Nigeria: Verbrechen gegen Menschlichkeit dauern an
Möglicherweise beteiligen
sich auch Sicherheitskräfte der Regierung an grausamen Gewalttaten gegen die Menschen
in Nigeria. Dies geht aus einem am Donnerstag verbreiteten Bericht von ‚Human Rights
Watch’ hervor. Demnach beginge nicht nur die militante islamistische Terrorgruppe
‚Boko Haram’ aus dem Norden Nigerias Verbrechen gegen die Menschlichkeit, sondern
auch die Regierung selbst schade der unbeteiligten Zivilbevölkerung bei ihren militärischen
Einsätzen gegen die Rebellen.
Die Welle der Gewalt, die im Jahr 2009 ihren
Anfang nahm, hat geschätzt bisher zwischen 1.400 und 2.800 Menschen in Nigeria das
Leben gekostet. Nach Angaben der Menschenrechtsorganisation ‚Human Rights Watch’ ist
die Situation aktuell besonders kritisch. Radio Vatikan hat darüber mit dem Afrika-Experten
Enrico Casale gesprochen, der als Redakteur bei ‚Popoli’ einem Internetmagazin der
Jesuiten, arbeitet. Casale erklärt:
„Das Problem in Nigeria ist, dass der
religiöse Fundamentalismus explodiert ist. Das zeigt sich besonders gewaltsam bei
der Sekte von Boko Haram. Diese radikale, fundamentalistische und islamistische Bewegung
lehnt alles ab, was aus dem Westen kommt – also auch den christlichen Glauben. Diese
Situation ist deshalb eine große Gefahr für die Stabilität des Landes. Und Nigeria
ist das bevölkerungsreichste Land Afrikas und Hauptexporteur für Erdöl auf dem Kontinent.“
Dass
‚Boko Haram’ alles Westliche ablehnt, zeigt schon der Name der Gruppe, der übersetzt
etwa ‚Gegner westlicher Erziehung’ bedeutet. Was nach Ansicht der Islamisten nicht
ihrer Auslegung des Koran entspricht, wird gewaltsam bekämpft. Darunter leiden oft
auch Christen. Sicherheitskräfte der Regierung sollen allerdings ebenfalls sehr brutal
vorgehen:
„Das ist richtig. Die Reaktion der Sicherheitskräfte und der Polizei
war sehr hart und hat deshalb auch die Zivilbevölkerung getroffen. Dabei hat die mit
dem Ganzen nichts zu tun - weder mit Boko Haram, noch mit den bewaffneten Kräften.

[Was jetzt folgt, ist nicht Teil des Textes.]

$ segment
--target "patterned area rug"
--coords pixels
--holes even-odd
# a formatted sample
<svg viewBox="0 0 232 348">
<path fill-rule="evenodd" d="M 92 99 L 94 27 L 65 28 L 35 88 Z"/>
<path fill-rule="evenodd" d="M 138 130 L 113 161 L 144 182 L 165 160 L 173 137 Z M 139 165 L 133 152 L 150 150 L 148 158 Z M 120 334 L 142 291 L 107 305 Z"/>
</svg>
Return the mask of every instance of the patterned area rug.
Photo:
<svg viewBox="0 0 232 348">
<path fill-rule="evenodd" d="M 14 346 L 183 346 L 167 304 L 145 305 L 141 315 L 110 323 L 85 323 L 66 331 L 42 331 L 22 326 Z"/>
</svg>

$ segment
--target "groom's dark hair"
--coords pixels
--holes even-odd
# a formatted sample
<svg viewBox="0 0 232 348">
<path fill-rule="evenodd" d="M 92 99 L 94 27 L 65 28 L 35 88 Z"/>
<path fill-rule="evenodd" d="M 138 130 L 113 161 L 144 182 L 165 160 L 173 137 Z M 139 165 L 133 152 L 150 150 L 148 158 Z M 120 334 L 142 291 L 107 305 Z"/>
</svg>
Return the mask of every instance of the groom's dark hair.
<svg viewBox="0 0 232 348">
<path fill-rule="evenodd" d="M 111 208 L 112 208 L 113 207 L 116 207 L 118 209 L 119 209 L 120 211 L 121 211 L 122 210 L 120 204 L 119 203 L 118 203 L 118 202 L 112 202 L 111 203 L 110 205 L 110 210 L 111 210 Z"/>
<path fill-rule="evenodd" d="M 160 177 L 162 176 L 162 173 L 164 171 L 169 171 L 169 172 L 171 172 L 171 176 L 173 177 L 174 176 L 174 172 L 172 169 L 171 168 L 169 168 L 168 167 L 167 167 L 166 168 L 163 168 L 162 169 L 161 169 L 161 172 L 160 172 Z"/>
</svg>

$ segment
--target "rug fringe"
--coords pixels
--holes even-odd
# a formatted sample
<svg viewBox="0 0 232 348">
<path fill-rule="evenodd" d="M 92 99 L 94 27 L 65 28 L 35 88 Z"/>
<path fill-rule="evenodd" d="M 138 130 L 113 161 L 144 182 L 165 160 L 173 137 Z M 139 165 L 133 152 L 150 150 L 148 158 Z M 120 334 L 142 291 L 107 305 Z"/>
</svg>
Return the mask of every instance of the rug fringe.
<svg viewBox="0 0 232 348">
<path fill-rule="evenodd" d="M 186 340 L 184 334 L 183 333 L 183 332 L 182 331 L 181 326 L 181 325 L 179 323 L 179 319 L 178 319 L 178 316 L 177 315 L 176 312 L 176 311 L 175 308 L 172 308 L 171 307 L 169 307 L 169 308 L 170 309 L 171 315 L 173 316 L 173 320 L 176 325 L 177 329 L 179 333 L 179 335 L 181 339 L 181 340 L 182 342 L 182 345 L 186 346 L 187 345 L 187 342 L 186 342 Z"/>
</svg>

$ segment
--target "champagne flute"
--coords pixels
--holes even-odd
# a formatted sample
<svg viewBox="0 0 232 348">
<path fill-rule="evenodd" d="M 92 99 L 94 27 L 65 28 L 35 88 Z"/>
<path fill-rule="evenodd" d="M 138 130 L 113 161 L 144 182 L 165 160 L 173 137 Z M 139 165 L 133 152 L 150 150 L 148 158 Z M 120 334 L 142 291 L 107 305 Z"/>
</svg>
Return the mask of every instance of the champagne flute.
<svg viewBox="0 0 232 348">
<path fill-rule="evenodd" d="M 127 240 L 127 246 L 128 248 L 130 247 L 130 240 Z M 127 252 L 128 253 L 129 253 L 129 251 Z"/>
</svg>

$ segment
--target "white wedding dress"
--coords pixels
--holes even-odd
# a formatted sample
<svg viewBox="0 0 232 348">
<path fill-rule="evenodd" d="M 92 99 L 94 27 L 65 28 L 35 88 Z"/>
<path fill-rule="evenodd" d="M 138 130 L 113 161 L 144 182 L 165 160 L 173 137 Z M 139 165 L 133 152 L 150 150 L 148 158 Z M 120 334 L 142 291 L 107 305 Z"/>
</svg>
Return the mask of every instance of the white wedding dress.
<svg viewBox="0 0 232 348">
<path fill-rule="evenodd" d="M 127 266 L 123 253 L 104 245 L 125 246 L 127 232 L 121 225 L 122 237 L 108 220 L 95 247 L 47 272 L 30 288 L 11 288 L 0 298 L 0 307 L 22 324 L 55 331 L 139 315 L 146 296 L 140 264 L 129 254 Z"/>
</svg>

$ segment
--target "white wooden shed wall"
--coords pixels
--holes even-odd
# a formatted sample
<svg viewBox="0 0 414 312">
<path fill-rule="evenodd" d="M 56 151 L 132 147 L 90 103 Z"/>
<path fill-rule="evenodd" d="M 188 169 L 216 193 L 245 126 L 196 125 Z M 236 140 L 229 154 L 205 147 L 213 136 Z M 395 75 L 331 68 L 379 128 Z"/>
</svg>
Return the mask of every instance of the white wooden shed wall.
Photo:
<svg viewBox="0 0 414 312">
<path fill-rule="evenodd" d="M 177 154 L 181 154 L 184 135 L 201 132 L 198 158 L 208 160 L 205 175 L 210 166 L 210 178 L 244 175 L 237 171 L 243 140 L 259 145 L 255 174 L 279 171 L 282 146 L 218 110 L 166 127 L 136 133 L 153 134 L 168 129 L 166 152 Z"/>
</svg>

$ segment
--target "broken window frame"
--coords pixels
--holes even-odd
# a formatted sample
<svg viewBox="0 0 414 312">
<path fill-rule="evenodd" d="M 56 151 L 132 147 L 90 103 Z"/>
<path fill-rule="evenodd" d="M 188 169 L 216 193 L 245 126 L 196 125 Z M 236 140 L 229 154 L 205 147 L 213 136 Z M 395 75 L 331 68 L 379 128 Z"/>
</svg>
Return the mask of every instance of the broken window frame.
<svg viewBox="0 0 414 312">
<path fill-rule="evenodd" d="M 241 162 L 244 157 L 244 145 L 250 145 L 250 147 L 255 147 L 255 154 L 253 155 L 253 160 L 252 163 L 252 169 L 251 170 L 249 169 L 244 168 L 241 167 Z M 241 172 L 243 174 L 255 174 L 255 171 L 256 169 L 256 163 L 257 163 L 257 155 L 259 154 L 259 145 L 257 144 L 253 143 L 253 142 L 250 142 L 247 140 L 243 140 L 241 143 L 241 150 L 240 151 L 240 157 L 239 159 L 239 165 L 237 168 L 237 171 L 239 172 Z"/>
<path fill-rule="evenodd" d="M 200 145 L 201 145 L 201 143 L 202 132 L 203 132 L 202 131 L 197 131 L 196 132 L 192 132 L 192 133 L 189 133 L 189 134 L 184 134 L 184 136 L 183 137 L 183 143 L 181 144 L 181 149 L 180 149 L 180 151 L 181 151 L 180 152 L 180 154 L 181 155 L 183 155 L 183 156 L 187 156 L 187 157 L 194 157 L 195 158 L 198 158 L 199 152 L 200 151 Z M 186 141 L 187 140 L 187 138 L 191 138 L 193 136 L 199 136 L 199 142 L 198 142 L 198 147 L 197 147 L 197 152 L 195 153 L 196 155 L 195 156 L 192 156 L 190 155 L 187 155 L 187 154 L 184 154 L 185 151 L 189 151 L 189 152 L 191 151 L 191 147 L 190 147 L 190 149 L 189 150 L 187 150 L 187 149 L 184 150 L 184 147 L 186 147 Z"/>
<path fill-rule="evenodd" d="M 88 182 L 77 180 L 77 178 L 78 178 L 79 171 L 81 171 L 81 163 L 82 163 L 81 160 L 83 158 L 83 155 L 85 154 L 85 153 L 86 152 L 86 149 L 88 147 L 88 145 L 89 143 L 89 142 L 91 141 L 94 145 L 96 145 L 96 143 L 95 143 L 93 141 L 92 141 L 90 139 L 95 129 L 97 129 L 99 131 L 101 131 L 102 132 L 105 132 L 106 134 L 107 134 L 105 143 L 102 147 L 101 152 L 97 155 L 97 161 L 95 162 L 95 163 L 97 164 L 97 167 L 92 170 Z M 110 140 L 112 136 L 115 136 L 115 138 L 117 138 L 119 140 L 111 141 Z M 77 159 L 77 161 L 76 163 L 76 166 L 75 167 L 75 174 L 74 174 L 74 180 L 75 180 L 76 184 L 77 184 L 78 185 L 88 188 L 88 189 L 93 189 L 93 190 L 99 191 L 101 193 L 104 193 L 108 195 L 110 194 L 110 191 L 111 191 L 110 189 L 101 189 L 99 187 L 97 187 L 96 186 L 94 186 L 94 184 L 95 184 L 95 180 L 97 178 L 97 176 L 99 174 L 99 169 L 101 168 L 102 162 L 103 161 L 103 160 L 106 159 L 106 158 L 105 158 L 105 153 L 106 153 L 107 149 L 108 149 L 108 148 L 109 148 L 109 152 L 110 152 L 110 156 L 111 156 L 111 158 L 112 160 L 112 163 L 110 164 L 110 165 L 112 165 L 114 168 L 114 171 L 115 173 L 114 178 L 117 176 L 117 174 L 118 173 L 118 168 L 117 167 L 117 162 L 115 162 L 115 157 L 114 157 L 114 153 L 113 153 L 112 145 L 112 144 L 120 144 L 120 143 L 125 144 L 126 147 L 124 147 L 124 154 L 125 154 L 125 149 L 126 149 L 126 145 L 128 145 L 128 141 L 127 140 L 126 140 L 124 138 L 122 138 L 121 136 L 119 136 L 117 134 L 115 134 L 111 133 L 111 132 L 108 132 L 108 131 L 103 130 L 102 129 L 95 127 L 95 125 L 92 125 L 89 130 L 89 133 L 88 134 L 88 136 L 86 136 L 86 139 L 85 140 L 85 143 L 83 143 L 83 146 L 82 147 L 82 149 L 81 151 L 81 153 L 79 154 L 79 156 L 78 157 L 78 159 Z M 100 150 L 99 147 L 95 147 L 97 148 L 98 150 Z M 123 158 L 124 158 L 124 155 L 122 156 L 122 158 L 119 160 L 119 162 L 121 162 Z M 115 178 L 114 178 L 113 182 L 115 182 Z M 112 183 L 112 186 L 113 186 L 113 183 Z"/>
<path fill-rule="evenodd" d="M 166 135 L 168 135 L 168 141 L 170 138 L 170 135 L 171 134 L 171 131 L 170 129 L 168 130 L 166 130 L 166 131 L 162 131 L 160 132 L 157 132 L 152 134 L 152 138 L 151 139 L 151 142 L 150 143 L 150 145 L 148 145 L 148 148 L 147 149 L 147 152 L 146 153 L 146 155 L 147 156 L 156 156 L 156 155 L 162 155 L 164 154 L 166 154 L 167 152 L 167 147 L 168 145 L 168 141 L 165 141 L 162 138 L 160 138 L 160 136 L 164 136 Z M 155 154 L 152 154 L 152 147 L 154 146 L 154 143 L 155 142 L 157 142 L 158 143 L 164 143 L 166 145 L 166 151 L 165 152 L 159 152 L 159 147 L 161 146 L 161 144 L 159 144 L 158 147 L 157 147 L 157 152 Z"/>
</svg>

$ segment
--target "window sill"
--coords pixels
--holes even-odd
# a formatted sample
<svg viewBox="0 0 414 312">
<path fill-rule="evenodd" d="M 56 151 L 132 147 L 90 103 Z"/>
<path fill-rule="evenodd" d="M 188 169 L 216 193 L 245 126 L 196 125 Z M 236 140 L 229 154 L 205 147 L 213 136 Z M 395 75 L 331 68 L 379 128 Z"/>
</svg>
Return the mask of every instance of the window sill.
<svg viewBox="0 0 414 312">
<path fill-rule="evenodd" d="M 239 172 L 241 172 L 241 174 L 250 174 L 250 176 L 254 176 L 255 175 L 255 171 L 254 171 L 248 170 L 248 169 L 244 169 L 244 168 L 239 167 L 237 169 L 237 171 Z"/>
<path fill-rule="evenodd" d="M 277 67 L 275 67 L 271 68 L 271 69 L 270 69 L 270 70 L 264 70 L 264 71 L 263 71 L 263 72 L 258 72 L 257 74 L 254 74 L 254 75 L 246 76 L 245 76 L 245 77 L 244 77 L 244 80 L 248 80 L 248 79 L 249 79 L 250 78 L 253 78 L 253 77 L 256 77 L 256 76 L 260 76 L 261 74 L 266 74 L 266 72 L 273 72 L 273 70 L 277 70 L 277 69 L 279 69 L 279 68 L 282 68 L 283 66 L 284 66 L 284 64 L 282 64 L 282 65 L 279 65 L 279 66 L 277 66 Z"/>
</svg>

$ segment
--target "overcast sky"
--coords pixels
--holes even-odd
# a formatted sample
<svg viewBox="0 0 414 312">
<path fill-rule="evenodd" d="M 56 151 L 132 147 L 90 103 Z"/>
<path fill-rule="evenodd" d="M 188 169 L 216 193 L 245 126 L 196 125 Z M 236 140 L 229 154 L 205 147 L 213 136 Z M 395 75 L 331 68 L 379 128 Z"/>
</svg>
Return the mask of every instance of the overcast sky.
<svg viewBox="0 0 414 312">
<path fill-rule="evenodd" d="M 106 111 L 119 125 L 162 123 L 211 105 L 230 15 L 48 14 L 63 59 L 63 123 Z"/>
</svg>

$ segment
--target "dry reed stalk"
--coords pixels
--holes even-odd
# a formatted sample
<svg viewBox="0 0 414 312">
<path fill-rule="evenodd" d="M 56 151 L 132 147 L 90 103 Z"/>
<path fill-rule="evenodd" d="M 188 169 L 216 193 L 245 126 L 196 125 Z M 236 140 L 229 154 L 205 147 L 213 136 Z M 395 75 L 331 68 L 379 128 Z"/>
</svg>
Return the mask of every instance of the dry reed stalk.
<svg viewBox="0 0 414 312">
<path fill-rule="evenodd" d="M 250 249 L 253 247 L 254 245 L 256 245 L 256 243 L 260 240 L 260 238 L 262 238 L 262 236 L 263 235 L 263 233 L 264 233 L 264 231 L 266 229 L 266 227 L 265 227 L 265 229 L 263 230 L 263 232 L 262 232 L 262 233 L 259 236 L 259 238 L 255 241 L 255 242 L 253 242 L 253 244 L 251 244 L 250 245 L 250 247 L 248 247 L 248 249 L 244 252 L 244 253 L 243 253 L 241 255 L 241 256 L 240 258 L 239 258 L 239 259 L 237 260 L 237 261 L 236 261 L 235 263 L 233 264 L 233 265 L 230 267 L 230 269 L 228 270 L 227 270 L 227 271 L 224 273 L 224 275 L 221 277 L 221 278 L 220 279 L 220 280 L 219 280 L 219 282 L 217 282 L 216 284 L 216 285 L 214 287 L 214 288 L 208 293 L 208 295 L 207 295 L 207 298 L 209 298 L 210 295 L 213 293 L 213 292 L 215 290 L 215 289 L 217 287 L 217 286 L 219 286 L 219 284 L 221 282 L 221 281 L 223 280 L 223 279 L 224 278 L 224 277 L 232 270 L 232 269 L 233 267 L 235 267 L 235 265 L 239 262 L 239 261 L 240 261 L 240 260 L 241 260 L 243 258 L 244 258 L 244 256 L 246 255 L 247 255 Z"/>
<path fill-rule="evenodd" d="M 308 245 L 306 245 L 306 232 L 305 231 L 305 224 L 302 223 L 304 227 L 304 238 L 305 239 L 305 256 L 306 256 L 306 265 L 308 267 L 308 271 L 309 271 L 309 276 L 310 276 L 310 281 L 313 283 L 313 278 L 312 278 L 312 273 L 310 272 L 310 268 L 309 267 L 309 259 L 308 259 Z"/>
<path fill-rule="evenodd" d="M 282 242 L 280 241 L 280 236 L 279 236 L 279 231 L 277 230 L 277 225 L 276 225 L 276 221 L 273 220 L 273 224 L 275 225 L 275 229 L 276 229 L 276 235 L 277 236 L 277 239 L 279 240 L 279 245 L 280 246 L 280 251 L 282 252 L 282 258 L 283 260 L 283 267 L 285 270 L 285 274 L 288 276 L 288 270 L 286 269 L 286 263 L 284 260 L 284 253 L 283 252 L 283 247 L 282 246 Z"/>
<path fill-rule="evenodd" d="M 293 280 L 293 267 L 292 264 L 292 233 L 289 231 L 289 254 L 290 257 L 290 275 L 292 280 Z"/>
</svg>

Und auch die Boko-Haram-Sekte greift hilflose Menschen an: Besonders Christen, die
am Sonntagmorgen in die Kirche gehen.“
Dabei gab es noch Ende August Zeichen
der Hoffnung, als die Regierung in Abuja und einige gemäßigte Boko-Haram-Aktivisten
inoffizielle Gespräche führten – die nach etwa 14 Tagen jedoch ohne Ergebnis wieder
beendet wurden. Die Probleme in Nigeria sind dabei kein Sonderfall:
„Der
islamistische Fundamentalismus ist ein Problem, das sich momentan in einigen Sahel-Ländern
und im Afrika südlich der Sahara ausbreitet. Denken wir zum Beispiel an Mali, wo sich
bei der Tuareg-Revolte, die ursprünglich von Laien ausging, später fundamentalistische
Kräfte eingeklinkt haben. Letztlich haben die Fundamentalisten dann die Kontrolle
der nördlichen Regionen in diesen Ländern übernommen. Denken wir auch besonders an
Somalia, wo Al-Shabaab, die eng mit Al-Qaida verbunden ist, immer noch aktiv ist.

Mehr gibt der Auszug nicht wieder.